Social media tactics, including strategies revolving around Facebook and Twitter, have relatively little impact on sales, the study found.

“While the hype around social networks as a driver of influence in eCommerce continues to capture the attention of online executives, the truth is that social continues to struggle and registers as a barely negligible source of sales for either new or repeat buyers. In fact, fewer than 1 percent of transactions for both new and repeat shoppers could be traced back to trackable social links,” wrote Mulpuru, according to Business Insider.

The study found that email advertising played a vital role in influencing returning customers for approximately 30 percent of sales, making it the most powerful driver among that market segment. Email also influenced slightly less than 10 percent of new customer sales, according to the study.

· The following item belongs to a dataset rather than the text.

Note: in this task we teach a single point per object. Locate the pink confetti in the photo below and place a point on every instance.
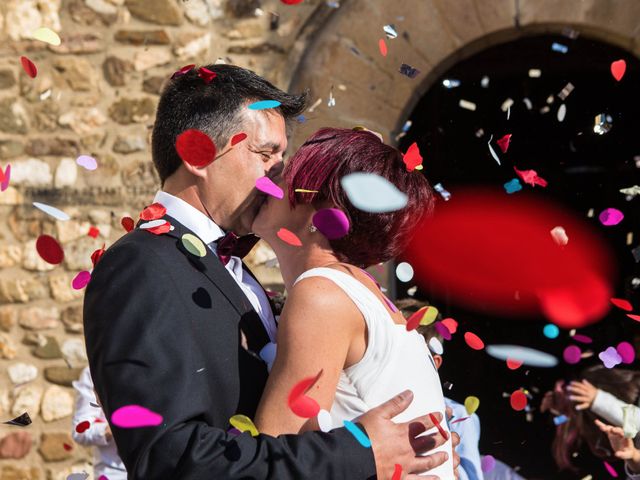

Email marketing done right
As this study demonstrates, email marketing can be an extremely powerful sales tool, particularly among pre-existing customers. However, to be effective, it must be wielded correctly. There is no simple blueprint for achieving this, but there are a number of basic guidelines all marketers should follow.

One of the most important of these, as highlighted by Michael Barnett of MarketingWeek, is treating returning customers differently than new ones. Customers expect to be rewarded for their loyalty to a given company. If the business instead treats them impersonally, sending out email blasts with irrelevant information, long-time customers might feel slighted, leading them to consider other organizations.